Desde o início deste ano, a evolução tecnológica tem sido muito rápida e variada. Desde janeiro até esta data, já assistimos à apresentação (pela China) do motor a gasóleo com o maior rendimento de sempre, à evolução de motores a hidrogénio (Japão – Yamaha, apenas com vapor de água como emissões, divulgação de motores de levitação magnética (Japão), ao desinteresse de marcas de prestígio pela mobilidade elétrica, ao interesse das marcas generalistas mas para híbridos, à hipótese de recurso aos combustíveis sintéticos e à utilização de combustíveis não fósseis na aviação (neste caso o problema do combustível, é um problema de escala) e assistimos também ao anúncio de novas baterias que permitem mais autonomia (em que climas, que extensões – quantas recargas supondo que existem posto de recarga – e que condições de operação?) e mais ciclos de recarga (embora, como se sabe, a frequência dos ciclos de recarga diminui sempre a vida útil da bateria). Recentemente até já foi anunciada uma tecnologia baseada em nitrogénio (azoto) que anuncia o fim da mobilidade elétrica, a substituição do hidrogénio e o abandono da solução dos combustíveis sintéticos, e finalmente em 3 de setembro a Astron Aerospace, anuncia o motor H2 Starfire com zero emissões.
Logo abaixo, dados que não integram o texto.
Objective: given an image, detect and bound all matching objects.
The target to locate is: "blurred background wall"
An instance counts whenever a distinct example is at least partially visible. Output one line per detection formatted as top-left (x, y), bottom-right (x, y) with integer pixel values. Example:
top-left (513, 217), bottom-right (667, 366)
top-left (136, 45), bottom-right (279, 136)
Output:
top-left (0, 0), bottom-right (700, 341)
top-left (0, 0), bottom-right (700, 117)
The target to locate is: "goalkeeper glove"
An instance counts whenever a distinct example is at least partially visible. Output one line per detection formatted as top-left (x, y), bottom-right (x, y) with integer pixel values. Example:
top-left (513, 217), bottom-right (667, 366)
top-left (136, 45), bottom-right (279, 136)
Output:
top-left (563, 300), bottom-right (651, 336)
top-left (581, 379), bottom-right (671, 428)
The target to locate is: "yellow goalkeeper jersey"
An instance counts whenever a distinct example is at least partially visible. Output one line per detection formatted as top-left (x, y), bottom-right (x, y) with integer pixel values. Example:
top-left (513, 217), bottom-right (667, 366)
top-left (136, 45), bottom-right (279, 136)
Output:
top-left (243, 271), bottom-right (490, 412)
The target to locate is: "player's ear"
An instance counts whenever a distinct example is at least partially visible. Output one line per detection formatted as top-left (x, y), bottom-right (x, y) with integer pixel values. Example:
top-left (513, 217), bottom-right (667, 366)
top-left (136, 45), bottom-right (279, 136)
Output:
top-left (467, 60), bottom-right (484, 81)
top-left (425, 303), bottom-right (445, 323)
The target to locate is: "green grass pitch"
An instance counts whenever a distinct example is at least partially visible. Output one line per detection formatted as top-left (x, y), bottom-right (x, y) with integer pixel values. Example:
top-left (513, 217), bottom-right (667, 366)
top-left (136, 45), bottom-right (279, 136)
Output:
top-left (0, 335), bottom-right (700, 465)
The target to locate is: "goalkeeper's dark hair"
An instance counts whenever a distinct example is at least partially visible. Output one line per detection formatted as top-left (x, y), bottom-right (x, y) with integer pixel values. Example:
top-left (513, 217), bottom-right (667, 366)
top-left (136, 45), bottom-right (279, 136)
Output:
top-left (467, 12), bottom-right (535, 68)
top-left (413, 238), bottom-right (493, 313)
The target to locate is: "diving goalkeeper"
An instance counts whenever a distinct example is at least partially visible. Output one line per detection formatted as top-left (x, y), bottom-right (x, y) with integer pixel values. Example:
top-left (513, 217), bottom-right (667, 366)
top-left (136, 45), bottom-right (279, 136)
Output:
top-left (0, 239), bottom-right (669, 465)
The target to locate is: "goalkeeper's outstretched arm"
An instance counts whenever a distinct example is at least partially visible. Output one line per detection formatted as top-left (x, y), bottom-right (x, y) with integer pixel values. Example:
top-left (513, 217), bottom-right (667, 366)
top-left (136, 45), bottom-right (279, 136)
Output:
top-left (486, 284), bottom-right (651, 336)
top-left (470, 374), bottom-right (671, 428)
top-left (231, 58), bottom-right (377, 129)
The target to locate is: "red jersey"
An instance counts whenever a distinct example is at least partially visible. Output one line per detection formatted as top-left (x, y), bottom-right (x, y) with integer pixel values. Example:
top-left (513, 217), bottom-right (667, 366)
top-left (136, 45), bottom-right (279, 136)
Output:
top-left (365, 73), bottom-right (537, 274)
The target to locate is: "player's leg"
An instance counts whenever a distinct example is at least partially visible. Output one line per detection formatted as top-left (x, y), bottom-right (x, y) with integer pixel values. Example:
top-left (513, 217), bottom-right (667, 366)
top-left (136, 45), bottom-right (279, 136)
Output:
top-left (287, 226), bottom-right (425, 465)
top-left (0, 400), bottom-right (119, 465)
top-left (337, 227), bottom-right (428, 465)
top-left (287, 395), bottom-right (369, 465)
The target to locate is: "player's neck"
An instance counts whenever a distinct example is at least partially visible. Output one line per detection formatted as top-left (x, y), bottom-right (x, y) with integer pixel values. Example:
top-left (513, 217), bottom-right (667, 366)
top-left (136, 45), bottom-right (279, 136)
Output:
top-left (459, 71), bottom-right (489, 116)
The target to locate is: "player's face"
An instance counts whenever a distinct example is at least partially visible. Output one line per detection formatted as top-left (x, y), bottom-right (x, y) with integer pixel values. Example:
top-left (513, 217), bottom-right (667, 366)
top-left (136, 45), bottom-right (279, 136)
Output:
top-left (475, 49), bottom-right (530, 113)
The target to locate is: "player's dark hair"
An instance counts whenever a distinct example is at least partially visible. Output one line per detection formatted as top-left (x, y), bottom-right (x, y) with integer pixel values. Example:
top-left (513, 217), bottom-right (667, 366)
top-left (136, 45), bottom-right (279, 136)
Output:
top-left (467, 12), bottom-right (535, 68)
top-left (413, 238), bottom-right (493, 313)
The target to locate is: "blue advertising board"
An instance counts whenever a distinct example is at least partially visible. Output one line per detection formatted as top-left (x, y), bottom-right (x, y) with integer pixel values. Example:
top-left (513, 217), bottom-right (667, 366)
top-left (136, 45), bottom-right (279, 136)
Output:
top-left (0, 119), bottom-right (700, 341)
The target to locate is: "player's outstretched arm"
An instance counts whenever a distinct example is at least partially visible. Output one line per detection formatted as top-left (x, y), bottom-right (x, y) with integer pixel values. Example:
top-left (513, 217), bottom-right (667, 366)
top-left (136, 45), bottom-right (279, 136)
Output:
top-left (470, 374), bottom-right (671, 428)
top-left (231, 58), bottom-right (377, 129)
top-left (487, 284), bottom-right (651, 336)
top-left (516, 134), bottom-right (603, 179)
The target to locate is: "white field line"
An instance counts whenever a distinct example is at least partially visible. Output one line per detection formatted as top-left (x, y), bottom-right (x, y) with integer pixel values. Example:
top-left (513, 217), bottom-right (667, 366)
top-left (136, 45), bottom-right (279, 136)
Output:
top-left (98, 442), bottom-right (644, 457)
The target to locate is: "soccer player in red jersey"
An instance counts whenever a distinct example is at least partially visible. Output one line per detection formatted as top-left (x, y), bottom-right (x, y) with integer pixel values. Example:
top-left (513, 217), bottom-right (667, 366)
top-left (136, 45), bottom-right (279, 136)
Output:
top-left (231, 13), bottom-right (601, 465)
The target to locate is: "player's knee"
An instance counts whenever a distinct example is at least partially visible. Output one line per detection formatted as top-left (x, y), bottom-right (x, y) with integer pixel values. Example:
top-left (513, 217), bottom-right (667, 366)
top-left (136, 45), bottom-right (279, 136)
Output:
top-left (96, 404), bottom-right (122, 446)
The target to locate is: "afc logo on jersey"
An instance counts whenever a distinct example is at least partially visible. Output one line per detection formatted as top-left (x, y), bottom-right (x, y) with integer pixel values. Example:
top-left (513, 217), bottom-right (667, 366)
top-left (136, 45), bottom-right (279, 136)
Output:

Mais tempo demorasse a escrever este artigo e mais escreveria sobre as novidades tecnológicas.
Portanto, este confronto económico-financeiro tem proporcionado uma produção vertiginosa de soluções tecnológicas, esperemos que a favor do consumidor, que não podem ser ignoradas para dar primazia exclusiva à mobilidade elétrica.
As soluções tecnológicas que nos têm sido anunciadas abrangem as baterias próprias para mobilidade elétrica. De grandes e pesadas, instáveis e propícias a incêndios espontâneos (risco que abrange telemóveis e computadores portáteis e por isso as tripulações de cabine das companhias de aviação já têm formação para lidar com um hipotético incêndio) estão a tornar-se cada vez mais leves e pequenas e proporcionam mais autonomia. Será possível ir de Lisboa a Oslo de carro elétrico (a que velocidade e com que clima? Com ou sem ar condicionado? Com quantas recargas?). Também será possível ir de Oslo a Ancara de carro elétrico? E quando?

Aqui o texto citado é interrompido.